This is parallel to the analogous question about the largest DFT calculation: What is the largest material that has been studied using density functional theory?

I assume we allow high performance computing (e.g local correlation, sparsity, parallelization, etc).


3 Answers 3



The local pair-natural orbital (DLPNO) based coupled cluster method have been managed to investigate large organic molecule and small proteins (linear C150H302 (452 atoms, >8800 basis functions) , Crambin with 644 atoms, and more than 6400 basis functions ,C350H902 (>1000 atoms, > 20000 basis functions)).

Riplinger, C., Sandhoefer, B., Hansen, A., & Neese, F. (2013). Natural triple excitations in local coupled cluster calculations with pair natural orbitals. The Journal of chemical physics, 139(13), 134101.

Riplinger, C., Pinski, P., Becker, U., Valeev, E. F., & Neese, F. (2016). Sparse maps—A systematic infrastructure for reduced-scaling electronic structure methods. II. Linear scaling domain based pair natural orbital coupled cluster theory. The Journal of chemical physics, 144(2), 024109.

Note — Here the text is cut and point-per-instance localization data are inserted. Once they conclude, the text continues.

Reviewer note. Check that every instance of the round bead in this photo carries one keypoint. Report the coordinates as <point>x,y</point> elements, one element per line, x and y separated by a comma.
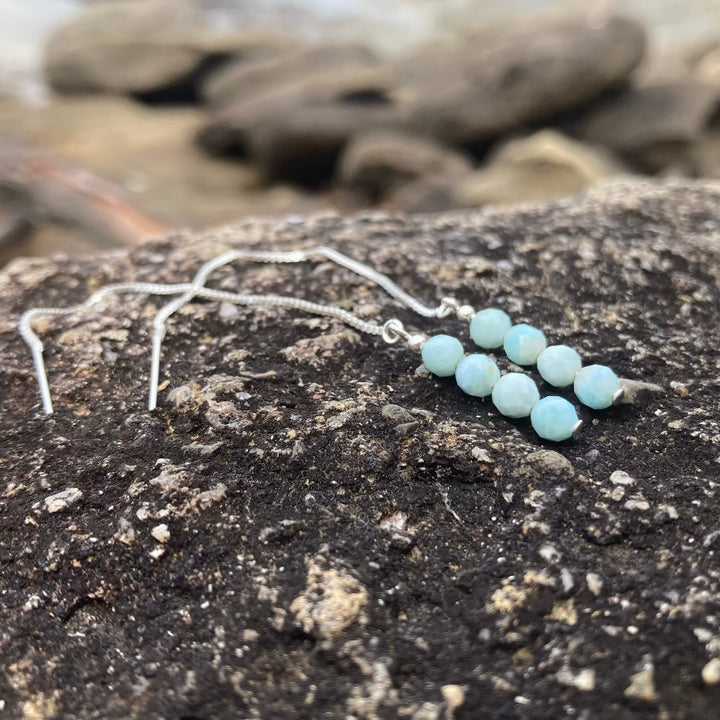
<point>554,418</point>
<point>488,327</point>
<point>596,385</point>
<point>559,364</point>
<point>441,354</point>
<point>515,394</point>
<point>477,374</point>
<point>523,343</point>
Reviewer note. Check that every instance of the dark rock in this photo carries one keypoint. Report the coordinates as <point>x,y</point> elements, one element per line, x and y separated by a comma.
<point>297,131</point>
<point>659,127</point>
<point>242,80</point>
<point>377,164</point>
<point>470,91</point>
<point>319,564</point>
<point>158,51</point>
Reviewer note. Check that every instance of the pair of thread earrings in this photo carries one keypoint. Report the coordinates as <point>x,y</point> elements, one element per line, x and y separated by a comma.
<point>514,394</point>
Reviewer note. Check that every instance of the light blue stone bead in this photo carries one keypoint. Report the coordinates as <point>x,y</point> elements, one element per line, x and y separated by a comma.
<point>477,374</point>
<point>441,354</point>
<point>523,343</point>
<point>554,418</point>
<point>515,394</point>
<point>489,327</point>
<point>559,364</point>
<point>596,386</point>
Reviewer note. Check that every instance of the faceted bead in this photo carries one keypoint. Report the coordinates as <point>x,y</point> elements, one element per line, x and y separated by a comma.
<point>596,385</point>
<point>523,343</point>
<point>441,354</point>
<point>554,418</point>
<point>515,394</point>
<point>477,374</point>
<point>489,327</point>
<point>559,364</point>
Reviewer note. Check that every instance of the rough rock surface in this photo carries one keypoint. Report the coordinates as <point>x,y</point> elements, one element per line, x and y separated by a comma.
<point>307,527</point>
<point>158,50</point>
<point>543,166</point>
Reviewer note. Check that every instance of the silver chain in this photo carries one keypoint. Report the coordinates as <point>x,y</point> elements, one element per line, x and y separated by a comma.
<point>390,331</point>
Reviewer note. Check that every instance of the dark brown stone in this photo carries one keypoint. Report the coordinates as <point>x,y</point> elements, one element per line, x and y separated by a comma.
<point>467,92</point>
<point>159,51</point>
<point>269,543</point>
<point>243,80</point>
<point>658,127</point>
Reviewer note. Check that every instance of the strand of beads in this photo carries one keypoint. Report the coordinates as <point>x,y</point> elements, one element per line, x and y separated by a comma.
<point>515,395</point>
<point>596,386</point>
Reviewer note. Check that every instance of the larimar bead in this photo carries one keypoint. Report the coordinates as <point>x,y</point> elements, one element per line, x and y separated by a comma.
<point>477,374</point>
<point>596,386</point>
<point>554,418</point>
<point>441,354</point>
<point>489,327</point>
<point>559,364</point>
<point>523,343</point>
<point>515,394</point>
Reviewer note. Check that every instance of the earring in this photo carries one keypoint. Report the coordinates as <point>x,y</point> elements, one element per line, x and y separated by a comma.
<point>595,386</point>
<point>515,395</point>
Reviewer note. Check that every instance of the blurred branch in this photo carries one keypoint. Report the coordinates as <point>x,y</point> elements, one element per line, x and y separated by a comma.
<point>37,187</point>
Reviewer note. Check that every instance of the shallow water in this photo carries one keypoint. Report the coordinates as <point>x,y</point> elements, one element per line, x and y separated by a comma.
<point>390,27</point>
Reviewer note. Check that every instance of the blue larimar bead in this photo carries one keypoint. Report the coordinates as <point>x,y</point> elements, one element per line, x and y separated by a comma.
<point>515,394</point>
<point>441,354</point>
<point>523,343</point>
<point>489,327</point>
<point>554,418</point>
<point>596,386</point>
<point>559,364</point>
<point>477,374</point>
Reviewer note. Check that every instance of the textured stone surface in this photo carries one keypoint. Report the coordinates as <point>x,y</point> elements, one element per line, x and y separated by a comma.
<point>346,535</point>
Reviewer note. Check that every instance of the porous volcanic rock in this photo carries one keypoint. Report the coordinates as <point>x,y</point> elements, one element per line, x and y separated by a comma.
<point>310,527</point>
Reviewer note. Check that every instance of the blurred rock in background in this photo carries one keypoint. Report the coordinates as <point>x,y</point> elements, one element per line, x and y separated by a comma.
<point>194,113</point>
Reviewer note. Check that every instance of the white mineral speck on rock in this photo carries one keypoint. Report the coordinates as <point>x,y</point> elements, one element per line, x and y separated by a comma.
<point>62,500</point>
<point>454,696</point>
<point>595,583</point>
<point>642,686</point>
<point>584,680</point>
<point>711,672</point>
<point>620,477</point>
<point>161,533</point>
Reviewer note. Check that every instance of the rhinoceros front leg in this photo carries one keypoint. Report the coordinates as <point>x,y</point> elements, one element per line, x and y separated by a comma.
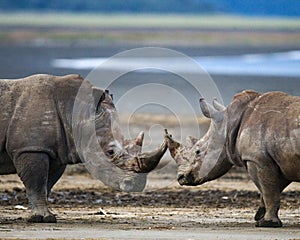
<point>271,183</point>
<point>33,170</point>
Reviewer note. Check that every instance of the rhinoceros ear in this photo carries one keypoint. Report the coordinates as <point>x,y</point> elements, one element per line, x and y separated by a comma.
<point>218,106</point>
<point>99,96</point>
<point>139,139</point>
<point>209,111</point>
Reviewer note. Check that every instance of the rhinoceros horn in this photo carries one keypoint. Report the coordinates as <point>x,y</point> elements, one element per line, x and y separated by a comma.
<point>147,161</point>
<point>174,146</point>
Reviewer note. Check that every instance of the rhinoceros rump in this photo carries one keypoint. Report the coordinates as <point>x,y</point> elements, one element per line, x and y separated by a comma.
<point>37,137</point>
<point>260,132</point>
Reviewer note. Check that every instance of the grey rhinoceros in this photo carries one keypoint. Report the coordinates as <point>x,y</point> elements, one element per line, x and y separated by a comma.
<point>37,137</point>
<point>260,132</point>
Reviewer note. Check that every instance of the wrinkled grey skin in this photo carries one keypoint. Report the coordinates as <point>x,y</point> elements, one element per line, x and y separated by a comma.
<point>260,132</point>
<point>36,137</point>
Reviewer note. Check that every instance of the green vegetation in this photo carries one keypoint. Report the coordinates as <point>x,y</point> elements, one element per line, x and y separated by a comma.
<point>148,21</point>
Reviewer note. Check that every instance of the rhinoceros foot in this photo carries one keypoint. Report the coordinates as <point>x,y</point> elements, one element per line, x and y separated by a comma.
<point>260,213</point>
<point>268,223</point>
<point>42,219</point>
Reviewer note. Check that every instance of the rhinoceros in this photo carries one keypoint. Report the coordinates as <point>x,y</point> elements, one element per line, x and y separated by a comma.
<point>37,139</point>
<point>260,132</point>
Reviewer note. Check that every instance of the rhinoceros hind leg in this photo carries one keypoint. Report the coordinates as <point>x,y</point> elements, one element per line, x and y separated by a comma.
<point>260,213</point>
<point>268,223</point>
<point>33,168</point>
<point>55,172</point>
<point>270,181</point>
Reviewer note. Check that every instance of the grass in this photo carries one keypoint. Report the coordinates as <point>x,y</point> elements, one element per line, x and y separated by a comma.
<point>147,21</point>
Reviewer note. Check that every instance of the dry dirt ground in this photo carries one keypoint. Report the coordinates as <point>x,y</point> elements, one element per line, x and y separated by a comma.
<point>85,208</point>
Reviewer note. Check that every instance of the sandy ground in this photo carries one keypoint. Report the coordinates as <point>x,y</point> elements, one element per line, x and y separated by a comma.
<point>85,208</point>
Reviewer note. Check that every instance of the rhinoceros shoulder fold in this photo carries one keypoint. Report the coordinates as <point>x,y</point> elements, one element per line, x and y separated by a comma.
<point>234,114</point>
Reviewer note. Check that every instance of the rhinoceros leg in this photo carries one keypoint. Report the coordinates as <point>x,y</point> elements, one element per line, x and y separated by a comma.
<point>261,211</point>
<point>271,183</point>
<point>55,172</point>
<point>33,169</point>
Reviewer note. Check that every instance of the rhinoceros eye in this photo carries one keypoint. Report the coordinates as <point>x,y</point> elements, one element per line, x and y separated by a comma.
<point>111,152</point>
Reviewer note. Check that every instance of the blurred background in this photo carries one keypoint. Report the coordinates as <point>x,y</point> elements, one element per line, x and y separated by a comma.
<point>241,45</point>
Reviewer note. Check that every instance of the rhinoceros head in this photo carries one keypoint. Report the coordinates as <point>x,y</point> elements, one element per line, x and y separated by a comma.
<point>202,160</point>
<point>124,153</point>
<point>100,145</point>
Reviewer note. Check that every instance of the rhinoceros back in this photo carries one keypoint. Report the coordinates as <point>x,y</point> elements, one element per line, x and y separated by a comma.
<point>34,115</point>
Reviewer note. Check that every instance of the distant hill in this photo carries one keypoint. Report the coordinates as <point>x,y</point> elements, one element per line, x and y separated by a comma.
<point>242,7</point>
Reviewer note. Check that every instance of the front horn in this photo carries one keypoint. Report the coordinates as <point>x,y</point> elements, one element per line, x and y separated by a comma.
<point>146,162</point>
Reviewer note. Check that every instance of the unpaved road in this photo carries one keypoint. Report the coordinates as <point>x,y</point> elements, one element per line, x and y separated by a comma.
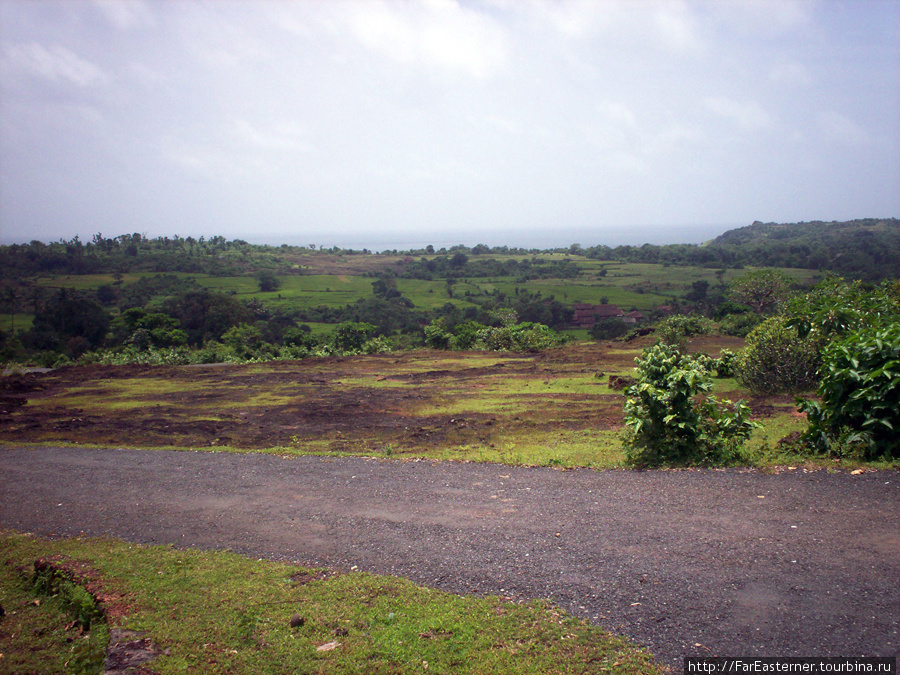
<point>683,562</point>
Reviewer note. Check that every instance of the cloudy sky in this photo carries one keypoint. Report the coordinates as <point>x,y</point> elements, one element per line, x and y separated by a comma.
<point>462,121</point>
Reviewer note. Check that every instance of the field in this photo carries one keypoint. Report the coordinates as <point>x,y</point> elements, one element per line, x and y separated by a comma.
<point>335,281</point>
<point>553,408</point>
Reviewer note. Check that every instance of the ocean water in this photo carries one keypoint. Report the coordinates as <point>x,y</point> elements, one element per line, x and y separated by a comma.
<point>528,239</point>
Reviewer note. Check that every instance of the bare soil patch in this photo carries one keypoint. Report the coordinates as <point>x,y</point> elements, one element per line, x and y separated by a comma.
<point>345,403</point>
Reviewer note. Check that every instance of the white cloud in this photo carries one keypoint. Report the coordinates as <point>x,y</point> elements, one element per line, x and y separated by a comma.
<point>764,18</point>
<point>437,33</point>
<point>126,14</point>
<point>56,63</point>
<point>677,27</point>
<point>838,127</point>
<point>748,115</point>
<point>285,136</point>
<point>790,74</point>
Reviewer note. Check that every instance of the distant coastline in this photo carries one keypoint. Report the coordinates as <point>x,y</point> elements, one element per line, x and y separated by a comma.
<point>539,239</point>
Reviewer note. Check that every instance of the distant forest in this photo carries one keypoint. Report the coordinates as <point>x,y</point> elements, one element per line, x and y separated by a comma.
<point>866,249</point>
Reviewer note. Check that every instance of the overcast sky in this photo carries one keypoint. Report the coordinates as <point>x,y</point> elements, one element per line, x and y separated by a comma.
<point>445,121</point>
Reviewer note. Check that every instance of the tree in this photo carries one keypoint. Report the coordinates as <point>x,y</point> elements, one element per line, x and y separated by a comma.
<point>671,419</point>
<point>776,359</point>
<point>860,394</point>
<point>268,281</point>
<point>351,336</point>
<point>68,315</point>
<point>761,290</point>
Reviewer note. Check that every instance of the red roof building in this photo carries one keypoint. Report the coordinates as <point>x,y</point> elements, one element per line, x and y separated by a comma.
<point>584,315</point>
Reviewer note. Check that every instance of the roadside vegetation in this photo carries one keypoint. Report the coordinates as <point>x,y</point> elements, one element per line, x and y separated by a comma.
<point>692,356</point>
<point>758,336</point>
<point>218,612</point>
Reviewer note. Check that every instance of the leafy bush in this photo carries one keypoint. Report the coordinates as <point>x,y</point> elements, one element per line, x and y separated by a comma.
<point>739,325</point>
<point>860,392</point>
<point>436,334</point>
<point>724,365</point>
<point>466,335</point>
<point>776,359</point>
<point>522,337</point>
<point>677,328</point>
<point>608,329</point>
<point>666,422</point>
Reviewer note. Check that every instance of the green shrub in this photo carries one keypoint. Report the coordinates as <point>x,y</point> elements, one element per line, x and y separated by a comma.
<point>739,325</point>
<point>608,329</point>
<point>522,337</point>
<point>677,328</point>
<point>860,392</point>
<point>724,365</point>
<point>436,334</point>
<point>466,335</point>
<point>670,419</point>
<point>776,360</point>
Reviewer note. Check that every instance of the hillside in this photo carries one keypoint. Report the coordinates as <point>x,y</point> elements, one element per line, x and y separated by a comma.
<point>867,248</point>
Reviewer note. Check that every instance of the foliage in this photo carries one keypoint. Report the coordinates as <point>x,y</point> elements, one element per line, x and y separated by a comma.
<point>437,336</point>
<point>860,395</point>
<point>68,320</point>
<point>675,329</point>
<point>724,365</point>
<point>671,419</point>
<point>777,360</point>
<point>521,337</point>
<point>761,290</point>
<point>466,335</point>
<point>509,336</point>
<point>244,340</point>
<point>608,329</point>
<point>835,307</point>
<point>206,315</point>
<point>268,281</point>
<point>739,325</point>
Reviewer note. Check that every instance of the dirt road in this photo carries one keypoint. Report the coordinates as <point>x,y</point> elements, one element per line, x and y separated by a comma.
<point>684,562</point>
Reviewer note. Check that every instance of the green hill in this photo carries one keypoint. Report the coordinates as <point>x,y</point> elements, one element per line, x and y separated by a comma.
<point>867,249</point>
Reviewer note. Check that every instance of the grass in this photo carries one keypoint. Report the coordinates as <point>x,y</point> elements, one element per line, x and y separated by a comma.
<point>549,409</point>
<point>335,282</point>
<point>218,612</point>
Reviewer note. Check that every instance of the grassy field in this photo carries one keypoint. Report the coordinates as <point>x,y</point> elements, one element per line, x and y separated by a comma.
<point>335,281</point>
<point>555,408</point>
<point>218,612</point>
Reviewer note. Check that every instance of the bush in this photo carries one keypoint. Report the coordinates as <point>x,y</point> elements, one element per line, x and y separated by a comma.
<point>724,365</point>
<point>860,392</point>
<point>739,325</point>
<point>436,334</point>
<point>522,337</point>
<point>608,329</point>
<point>665,421</point>
<point>776,360</point>
<point>677,328</point>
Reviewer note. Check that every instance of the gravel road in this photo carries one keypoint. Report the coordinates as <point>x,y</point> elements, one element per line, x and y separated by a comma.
<point>685,563</point>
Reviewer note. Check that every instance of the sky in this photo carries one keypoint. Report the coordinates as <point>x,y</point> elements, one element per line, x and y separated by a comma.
<point>386,123</point>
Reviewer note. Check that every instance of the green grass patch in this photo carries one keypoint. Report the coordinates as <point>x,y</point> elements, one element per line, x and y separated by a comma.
<point>218,612</point>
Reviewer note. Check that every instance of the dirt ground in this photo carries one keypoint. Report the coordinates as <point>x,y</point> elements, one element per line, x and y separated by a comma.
<point>341,403</point>
<point>700,563</point>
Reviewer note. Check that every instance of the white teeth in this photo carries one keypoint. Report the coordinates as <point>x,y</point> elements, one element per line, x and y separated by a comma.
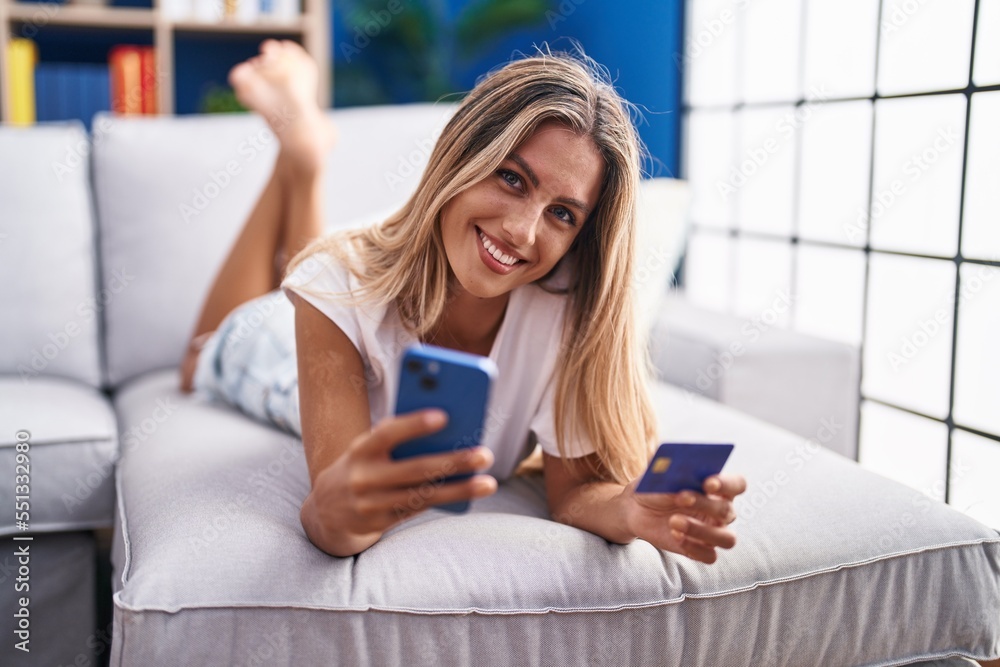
<point>497,255</point>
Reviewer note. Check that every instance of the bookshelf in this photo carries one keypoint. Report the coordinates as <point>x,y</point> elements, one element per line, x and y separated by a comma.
<point>311,29</point>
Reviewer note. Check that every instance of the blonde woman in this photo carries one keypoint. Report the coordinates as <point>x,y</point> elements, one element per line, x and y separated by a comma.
<point>517,244</point>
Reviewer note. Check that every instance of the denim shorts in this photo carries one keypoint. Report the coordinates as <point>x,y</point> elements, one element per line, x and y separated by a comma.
<point>249,362</point>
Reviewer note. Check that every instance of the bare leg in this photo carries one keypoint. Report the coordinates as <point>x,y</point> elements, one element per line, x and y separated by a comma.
<point>280,84</point>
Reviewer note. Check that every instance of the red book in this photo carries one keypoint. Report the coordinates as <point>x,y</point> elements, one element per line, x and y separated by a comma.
<point>147,58</point>
<point>125,63</point>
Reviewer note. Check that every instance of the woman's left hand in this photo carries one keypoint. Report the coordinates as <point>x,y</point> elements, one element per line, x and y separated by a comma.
<point>688,523</point>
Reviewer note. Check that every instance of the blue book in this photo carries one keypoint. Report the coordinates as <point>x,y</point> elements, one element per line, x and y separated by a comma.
<point>95,96</point>
<point>64,85</point>
<point>44,93</point>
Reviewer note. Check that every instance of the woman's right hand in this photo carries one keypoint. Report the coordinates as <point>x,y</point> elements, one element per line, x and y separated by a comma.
<point>365,492</point>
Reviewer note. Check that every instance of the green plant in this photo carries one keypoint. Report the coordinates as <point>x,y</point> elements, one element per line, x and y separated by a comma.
<point>219,99</point>
<point>407,50</point>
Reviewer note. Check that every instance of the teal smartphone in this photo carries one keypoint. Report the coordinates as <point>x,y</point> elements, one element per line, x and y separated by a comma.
<point>458,383</point>
<point>683,467</point>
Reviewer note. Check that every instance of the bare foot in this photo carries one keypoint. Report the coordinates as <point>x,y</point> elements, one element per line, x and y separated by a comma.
<point>281,85</point>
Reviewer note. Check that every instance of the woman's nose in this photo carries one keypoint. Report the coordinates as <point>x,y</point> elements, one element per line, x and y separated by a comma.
<point>520,226</point>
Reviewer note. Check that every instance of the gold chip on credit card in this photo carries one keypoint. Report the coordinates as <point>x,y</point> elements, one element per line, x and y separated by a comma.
<point>661,464</point>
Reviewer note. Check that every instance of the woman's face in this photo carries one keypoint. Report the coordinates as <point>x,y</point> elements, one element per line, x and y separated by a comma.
<point>511,228</point>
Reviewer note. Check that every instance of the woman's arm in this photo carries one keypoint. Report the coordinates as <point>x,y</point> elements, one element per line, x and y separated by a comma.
<point>688,523</point>
<point>358,491</point>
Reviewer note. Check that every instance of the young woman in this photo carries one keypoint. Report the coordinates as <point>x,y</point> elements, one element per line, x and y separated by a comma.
<point>517,244</point>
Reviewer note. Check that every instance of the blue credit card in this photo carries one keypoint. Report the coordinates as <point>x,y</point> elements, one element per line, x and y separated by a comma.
<point>683,466</point>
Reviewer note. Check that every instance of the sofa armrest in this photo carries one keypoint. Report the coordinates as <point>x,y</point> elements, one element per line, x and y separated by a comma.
<point>804,384</point>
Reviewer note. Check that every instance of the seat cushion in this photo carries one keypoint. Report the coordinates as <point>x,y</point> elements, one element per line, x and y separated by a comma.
<point>173,194</point>
<point>213,567</point>
<point>48,276</point>
<point>73,446</point>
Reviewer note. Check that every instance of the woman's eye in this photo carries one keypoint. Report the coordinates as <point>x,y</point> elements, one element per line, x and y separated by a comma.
<point>510,177</point>
<point>564,215</point>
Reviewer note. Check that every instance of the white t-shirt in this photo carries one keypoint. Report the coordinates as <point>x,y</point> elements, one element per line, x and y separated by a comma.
<point>525,349</point>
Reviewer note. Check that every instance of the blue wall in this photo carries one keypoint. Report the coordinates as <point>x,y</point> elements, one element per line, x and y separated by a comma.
<point>635,39</point>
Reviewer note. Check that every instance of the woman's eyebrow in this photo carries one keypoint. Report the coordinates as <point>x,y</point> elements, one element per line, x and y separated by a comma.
<point>533,177</point>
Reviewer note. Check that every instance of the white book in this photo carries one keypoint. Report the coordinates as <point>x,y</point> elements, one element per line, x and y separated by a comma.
<point>176,10</point>
<point>247,11</point>
<point>209,11</point>
<point>285,10</point>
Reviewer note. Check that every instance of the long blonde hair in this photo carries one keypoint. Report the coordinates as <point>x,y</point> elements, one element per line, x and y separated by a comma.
<point>604,368</point>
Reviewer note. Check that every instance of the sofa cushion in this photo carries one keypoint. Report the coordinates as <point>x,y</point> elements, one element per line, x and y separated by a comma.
<point>212,565</point>
<point>173,193</point>
<point>48,273</point>
<point>73,447</point>
<point>787,378</point>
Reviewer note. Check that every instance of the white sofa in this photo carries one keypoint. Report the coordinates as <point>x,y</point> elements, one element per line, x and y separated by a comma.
<point>107,246</point>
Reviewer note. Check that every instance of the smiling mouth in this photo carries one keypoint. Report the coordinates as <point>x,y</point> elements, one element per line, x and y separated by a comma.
<point>495,252</point>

In recent years, considerable amount of effort has been made on developing linear scaling coupled cluster methods. These methods have been implemented in the electronic structure package ORCA which is developed by Max Planck Institute, Germany.

  • 1
    $\begingroup$ I think this will be pretty much the winner, The work of Frank Neese's group around DLPNO-CCSD(T) is pretty much a leap from "old fashioned CCSD(T)". (And all the other niceties of ORCA such as human readable output are also great.) $\endgroup$
    – DetlevCM
    Commented May 26, 2020 at 13:55
  • $\begingroup$ What would the answer be for models that do not apply any linear approximation? $\endgroup$
    – Mathews24
    Commented Mar 13, 2023 at 16:46

I’ll expand on this later but here is the abbreviated version.


The CTF code can do very large iterative CCSD and CCSDT using a dense spin-orbital formalism.

CCSD up to 55 (50) water molecules with cc-pVDZ http://solomonik.cs.illinois.edu/talks/molssi-monterey-may-2017.pdf

The 8-water CCSDT problem in Table 3 took 15 minutes on 1024 nodes of BG/Q and 21 minutes on 256 nodes of Edison. The strong scalability achievable for this problem is significantly better on Edison, increasing the number of nodes by four, BG/Q performs such a CCSDT iteration (using 4096 nodes) in 9 minutes while Edison computes it (using 1024 nodes) in 6 minutes.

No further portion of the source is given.